The gene for CDA I has been mapped to chromosome 15 by linkage analysis in a single Swedish family (one of the first from which the concept of CDA developed). Very recently this linkage has been confirmed in Bedouin families, and this has led to the identification of a gene that is mutated in all of these families, which has been called codanin-1. Codanin-1 has a 150-residue amino-terminal domain with sequence similarity to collagens, and two shorter segments that show weak similarities to the microtubule associated proteins, MAP1B (neuraxin) and synapsin.

In view of the fact that in the various forms of CDA the abnormal phenotype is almost exclusively restricted to the erythroid lineage, it is likely that the genes that are mutated in any patient with CDA serve some important role in the program of erythroid differentiation. For instance, it seems likely that in erythroid cells codanin-1 is involved in nuclear envelope integrity, conceivably related to microtubule attachments.
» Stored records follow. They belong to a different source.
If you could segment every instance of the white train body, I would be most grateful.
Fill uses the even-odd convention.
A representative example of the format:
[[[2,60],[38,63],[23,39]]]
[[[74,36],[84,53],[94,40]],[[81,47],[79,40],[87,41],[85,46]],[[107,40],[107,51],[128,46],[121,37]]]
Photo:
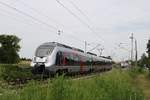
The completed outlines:
[[[87,54],[82,50],[56,42],[40,45],[31,62],[34,73],[65,71],[87,72],[111,69],[112,60]]]

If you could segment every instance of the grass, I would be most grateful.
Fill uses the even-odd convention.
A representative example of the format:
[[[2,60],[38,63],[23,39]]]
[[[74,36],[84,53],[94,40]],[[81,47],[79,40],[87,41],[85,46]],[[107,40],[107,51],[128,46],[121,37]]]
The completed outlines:
[[[21,89],[1,91],[0,100],[144,100],[144,95],[128,73],[112,70],[90,79],[31,81]]]
[[[150,79],[147,79],[144,74],[140,74],[135,78],[134,84],[143,90],[145,100],[150,100]]]

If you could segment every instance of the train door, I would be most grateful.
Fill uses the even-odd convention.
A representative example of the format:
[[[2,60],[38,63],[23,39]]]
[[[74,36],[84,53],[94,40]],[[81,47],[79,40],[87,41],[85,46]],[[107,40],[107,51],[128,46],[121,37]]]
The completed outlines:
[[[84,64],[83,64],[83,57],[80,56],[80,73],[83,73],[83,72],[84,72],[83,67],[84,67]]]

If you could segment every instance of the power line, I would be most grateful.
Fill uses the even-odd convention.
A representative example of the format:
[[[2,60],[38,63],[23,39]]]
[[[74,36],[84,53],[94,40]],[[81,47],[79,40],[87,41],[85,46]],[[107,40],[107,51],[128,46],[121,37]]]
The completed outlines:
[[[50,18],[50,17],[47,16],[46,14],[44,14],[44,13],[38,11],[37,9],[35,9],[35,8],[31,7],[31,6],[29,6],[28,4],[24,3],[24,2],[21,1],[21,0],[19,0],[19,1],[20,1],[21,4],[23,4],[25,7],[31,9],[32,11],[36,12],[37,14],[39,14],[39,15],[41,15],[41,16],[43,16],[43,17],[46,17],[47,19],[51,20],[52,22],[55,22],[55,24],[57,24],[57,26],[58,26],[58,25],[61,25],[62,27],[65,27],[63,24],[61,24],[61,23],[59,23],[59,22],[56,22],[54,19]],[[58,31],[59,31],[59,30],[58,30]],[[66,32],[65,32],[65,33],[66,33]],[[74,32],[72,32],[72,33],[74,33]],[[73,36],[73,35],[68,34],[68,36],[71,37],[71,38],[73,38],[74,40],[76,39],[77,41],[84,42],[84,41],[78,39],[77,37],[75,37],[75,36]]]
[[[44,24],[45,26],[50,27],[51,29],[58,30],[56,27],[51,26],[51,25],[49,25],[49,24],[47,24],[47,23],[45,23],[45,22],[43,22],[43,21],[41,21],[41,20],[39,20],[39,19],[37,19],[37,18],[35,18],[35,17],[33,17],[33,16],[31,16],[31,15],[29,15],[29,14],[27,14],[27,13],[25,13],[25,12],[23,12],[23,11],[17,9],[17,8],[15,8],[15,7],[12,7],[12,6],[10,6],[10,5],[4,3],[4,2],[1,2],[1,1],[0,1],[0,4],[6,6],[6,7],[8,7],[8,8],[10,8],[10,9],[13,9],[13,10],[15,10],[16,12],[18,12],[18,13],[24,15],[24,16],[27,16],[27,17],[29,17],[29,18],[31,18],[31,19],[33,19],[33,20],[35,20],[35,21],[37,21],[37,22],[39,22],[39,23],[41,23],[41,24]]]
[[[34,7],[29,6],[28,4],[24,3],[22,0],[17,0],[17,1],[19,1],[22,5],[24,5],[25,7],[29,8],[30,10],[36,12],[36,13],[39,14],[40,16],[43,16],[43,17],[47,18],[48,20],[51,20],[52,22],[54,22],[55,24],[57,24],[57,26],[58,26],[58,24],[60,25],[60,23],[58,23],[56,20],[50,18],[49,16],[47,16],[47,15],[44,14],[43,12],[41,12],[41,11],[35,9]],[[61,25],[61,26],[62,26],[62,25]]]
[[[59,3],[63,8],[65,8],[71,15],[73,15],[76,19],[78,19],[83,25],[85,25],[86,27],[88,27],[91,30],[91,27],[84,22],[82,19],[80,19],[80,17],[78,17],[76,14],[74,14],[70,9],[68,9],[63,3],[61,3],[59,0],[56,0],[57,3]]]
[[[2,4],[2,5],[4,5],[4,6],[6,6],[6,7],[8,7],[8,8],[11,8],[11,9],[13,9],[13,10],[15,10],[16,12],[18,12],[18,13],[21,13],[22,15],[24,15],[24,16],[27,16],[27,17],[29,17],[29,18],[31,18],[31,19],[33,19],[33,20],[36,20],[37,22],[39,22],[39,23],[41,23],[41,24],[44,24],[44,25],[46,25],[47,27],[51,27],[51,26],[49,26],[49,24],[47,24],[47,23],[45,23],[45,22],[43,22],[43,21],[41,21],[41,20],[39,20],[39,19],[37,19],[37,18],[34,18],[33,16],[31,16],[31,15],[29,15],[29,14],[27,14],[27,13],[25,13],[25,12],[22,12],[22,11],[20,11],[20,10],[18,10],[17,8],[14,8],[14,7],[12,7],[12,6],[9,6],[8,4],[5,4],[5,3],[3,3],[3,2],[0,2],[0,4]],[[7,11],[6,11],[7,12]],[[14,19],[14,18],[13,18]],[[16,18],[15,18],[15,20],[16,20]],[[53,28],[53,29],[57,29],[56,27],[51,27],[51,28]],[[58,30],[59,31],[59,30]],[[71,36],[70,34],[68,34],[70,37],[72,37],[74,40],[76,39],[77,41],[79,41],[80,39],[77,39],[76,37],[74,37],[74,36]],[[80,42],[81,42],[81,40],[80,40]],[[83,42],[83,41],[82,41]]]
[[[74,14],[69,8],[67,8],[62,2],[60,2],[59,0],[56,0],[56,2],[61,5],[63,8],[65,8],[71,15],[73,15],[78,21],[80,21],[84,26],[86,26],[89,30],[91,30],[94,34],[96,34],[97,36],[99,36],[99,34],[97,34],[93,28],[90,27],[90,25],[88,25],[86,22],[84,22],[80,17],[78,17],[76,14]],[[103,40],[101,38],[101,40]]]
[[[11,19],[13,19],[13,20],[15,20],[15,21],[19,21],[19,22],[22,22],[22,23],[24,23],[24,24],[28,24],[28,25],[32,25],[31,23],[25,23],[25,20],[23,21],[23,20],[19,20],[16,16],[12,16],[12,14],[10,14],[10,12],[9,11],[7,11],[7,10],[5,10],[5,9],[2,9],[2,8],[0,8],[0,10],[1,11],[3,11],[5,14],[7,13],[7,16],[9,17],[9,18],[11,18]],[[3,15],[2,13],[1,13],[1,15]]]
[[[84,16],[84,18],[89,22],[91,23],[91,20],[88,18],[88,16],[71,0],[68,0],[76,10],[78,10],[80,12],[80,14],[82,14],[82,16]]]

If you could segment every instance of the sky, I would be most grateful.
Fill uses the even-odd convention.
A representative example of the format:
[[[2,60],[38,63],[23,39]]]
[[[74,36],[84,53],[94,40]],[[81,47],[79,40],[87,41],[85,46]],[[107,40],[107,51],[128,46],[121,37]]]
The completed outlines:
[[[32,58],[45,42],[84,50],[86,41],[86,51],[99,44],[103,56],[122,61],[130,59],[134,33],[140,58],[150,39],[149,4],[149,0],[0,0],[0,34],[21,39],[21,57]],[[99,55],[97,49],[91,52]]]

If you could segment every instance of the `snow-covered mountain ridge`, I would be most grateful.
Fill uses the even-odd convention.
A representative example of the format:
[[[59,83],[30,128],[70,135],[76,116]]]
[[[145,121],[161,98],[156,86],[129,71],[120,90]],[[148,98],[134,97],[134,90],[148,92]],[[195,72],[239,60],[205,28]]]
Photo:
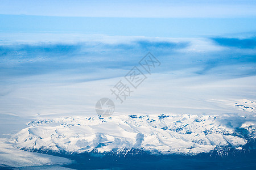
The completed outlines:
[[[249,139],[255,140],[255,128],[245,117],[240,117],[242,124],[235,127],[229,116],[162,114],[39,120],[29,122],[30,127],[11,141],[27,150],[70,153],[139,148],[153,154],[196,154],[222,146],[241,150]]]

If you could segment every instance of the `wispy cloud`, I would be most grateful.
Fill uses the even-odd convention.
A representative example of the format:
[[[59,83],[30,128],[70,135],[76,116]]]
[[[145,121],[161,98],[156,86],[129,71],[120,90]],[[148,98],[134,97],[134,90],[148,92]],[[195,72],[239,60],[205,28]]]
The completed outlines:
[[[218,37],[212,38],[212,40],[213,40],[218,45],[228,47],[234,47],[242,49],[253,49],[256,47],[256,37],[243,39]]]

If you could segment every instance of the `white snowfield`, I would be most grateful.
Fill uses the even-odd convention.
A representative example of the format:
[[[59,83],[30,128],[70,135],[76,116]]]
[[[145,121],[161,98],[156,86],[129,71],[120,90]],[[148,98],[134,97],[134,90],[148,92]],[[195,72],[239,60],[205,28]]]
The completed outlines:
[[[103,152],[139,148],[163,154],[196,154],[222,146],[239,149],[246,143],[246,139],[234,135],[234,127],[222,125],[220,117],[120,115],[41,120],[28,122],[30,127],[17,133],[11,142],[19,148],[30,151],[77,153],[94,148]],[[242,126],[248,128],[250,124],[245,121]]]
[[[15,148],[11,143],[6,142],[5,138],[0,138],[0,168],[2,167],[1,165],[6,165],[15,168],[49,166],[48,168],[49,168],[52,165],[64,165],[73,162],[72,160],[64,158],[39,153],[31,153],[18,150]],[[58,168],[57,166],[54,167],[55,169],[57,169]],[[61,168],[61,169],[65,169],[64,167]]]

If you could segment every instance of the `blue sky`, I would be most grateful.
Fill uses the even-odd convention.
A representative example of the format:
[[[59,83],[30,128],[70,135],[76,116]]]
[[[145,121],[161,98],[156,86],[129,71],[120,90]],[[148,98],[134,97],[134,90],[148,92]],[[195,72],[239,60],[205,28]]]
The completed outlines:
[[[0,31],[152,37],[255,33],[255,1],[1,1]]]
[[[253,0],[1,1],[0,14],[130,18],[255,17]]]

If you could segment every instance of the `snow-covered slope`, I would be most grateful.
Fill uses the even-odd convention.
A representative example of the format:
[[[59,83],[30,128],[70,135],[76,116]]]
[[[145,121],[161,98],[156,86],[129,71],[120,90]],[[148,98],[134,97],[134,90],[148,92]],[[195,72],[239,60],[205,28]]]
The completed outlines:
[[[232,123],[224,123],[229,120],[224,118],[162,114],[40,120],[28,122],[30,127],[11,141],[18,148],[34,151],[81,153],[96,148],[103,152],[138,148],[151,153],[193,154],[221,146],[240,150],[248,136],[255,138],[255,129],[246,117],[240,117],[240,128],[246,131],[247,137]]]
[[[49,168],[53,165],[72,163],[71,160],[64,158],[18,150],[14,147],[11,143],[6,142],[5,138],[0,138],[0,169],[5,167],[6,169],[11,169],[7,168],[11,167],[15,169],[14,168],[30,166],[37,166],[37,169],[39,169],[38,166],[48,166]],[[57,169],[57,166],[54,167]],[[64,168],[61,168],[61,169]]]

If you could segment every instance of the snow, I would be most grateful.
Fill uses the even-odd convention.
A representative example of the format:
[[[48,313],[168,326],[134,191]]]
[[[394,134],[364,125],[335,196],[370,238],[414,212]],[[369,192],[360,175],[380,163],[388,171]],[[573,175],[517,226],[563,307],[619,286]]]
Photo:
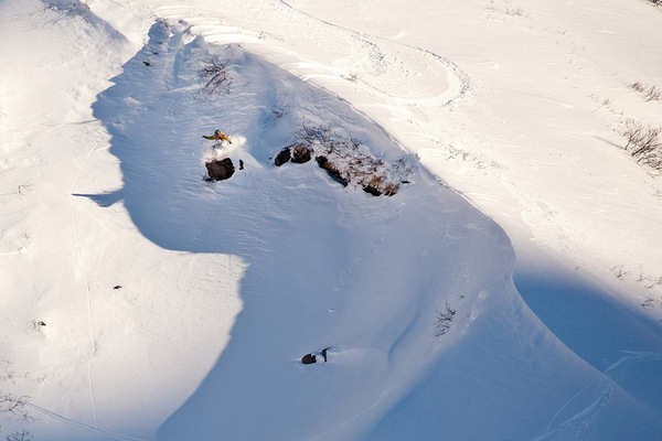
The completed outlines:
[[[0,1],[0,434],[660,439],[662,184],[617,129],[661,39],[644,1]],[[407,183],[275,166],[302,126]]]

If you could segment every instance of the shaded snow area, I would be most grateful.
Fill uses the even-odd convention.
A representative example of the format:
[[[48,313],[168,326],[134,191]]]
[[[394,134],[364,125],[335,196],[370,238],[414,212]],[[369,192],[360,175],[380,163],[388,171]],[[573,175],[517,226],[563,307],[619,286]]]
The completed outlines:
[[[414,3],[0,0],[0,439],[662,439],[662,9]]]

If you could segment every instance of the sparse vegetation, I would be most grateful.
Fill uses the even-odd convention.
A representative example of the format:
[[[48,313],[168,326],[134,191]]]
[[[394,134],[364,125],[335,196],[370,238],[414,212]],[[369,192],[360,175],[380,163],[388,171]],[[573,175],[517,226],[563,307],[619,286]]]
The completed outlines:
[[[199,72],[202,83],[200,93],[204,92],[209,95],[229,94],[229,85],[232,84],[232,76],[227,72],[229,61],[231,58],[227,58],[222,62],[217,57],[213,57],[201,66]]]
[[[404,158],[388,163],[374,157],[361,141],[343,137],[325,126],[303,125],[298,138],[314,150],[318,164],[335,181],[344,186],[359,185],[375,196],[396,194],[413,171]]]
[[[630,85],[630,88],[643,95],[647,101],[656,101],[662,99],[662,89],[658,88],[655,85],[634,82]]]
[[[627,118],[619,128],[626,138],[624,150],[653,170],[662,170],[662,126],[651,126]]]
[[[455,318],[456,310],[450,308],[448,302],[442,311],[437,311],[437,320],[435,321],[435,337],[440,338],[448,331],[450,331],[450,326],[452,325],[452,319]]]
[[[22,420],[32,418],[25,412],[25,406],[30,402],[30,397],[18,397],[13,394],[0,391],[0,413],[8,412],[19,417]]]
[[[20,432],[13,432],[7,435],[7,441],[30,441],[32,435],[25,429],[21,429]]]

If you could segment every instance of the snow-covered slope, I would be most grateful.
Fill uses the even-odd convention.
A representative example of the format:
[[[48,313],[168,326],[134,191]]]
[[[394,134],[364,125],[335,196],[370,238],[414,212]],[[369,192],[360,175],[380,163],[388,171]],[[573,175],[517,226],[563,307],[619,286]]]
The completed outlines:
[[[662,13],[455,3],[1,1],[1,434],[659,439]]]

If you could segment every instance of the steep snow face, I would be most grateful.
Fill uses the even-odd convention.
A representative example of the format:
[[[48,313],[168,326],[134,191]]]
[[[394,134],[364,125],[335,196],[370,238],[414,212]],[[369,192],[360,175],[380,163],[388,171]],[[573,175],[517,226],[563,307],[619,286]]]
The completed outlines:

Thus, each one of the CDA genes will be of great interest, quite out of proportion to the rarity of CDAs as clinical entities.

It has been reported that three patients with CDA I have responded to treatment with interferon-a with near normalization of the hemoglobin values. Although the clinical data seem convincing, at the moment it is not clear by what mechanism an intrinsic erythroid molecular abnormality can benefit from this treatment.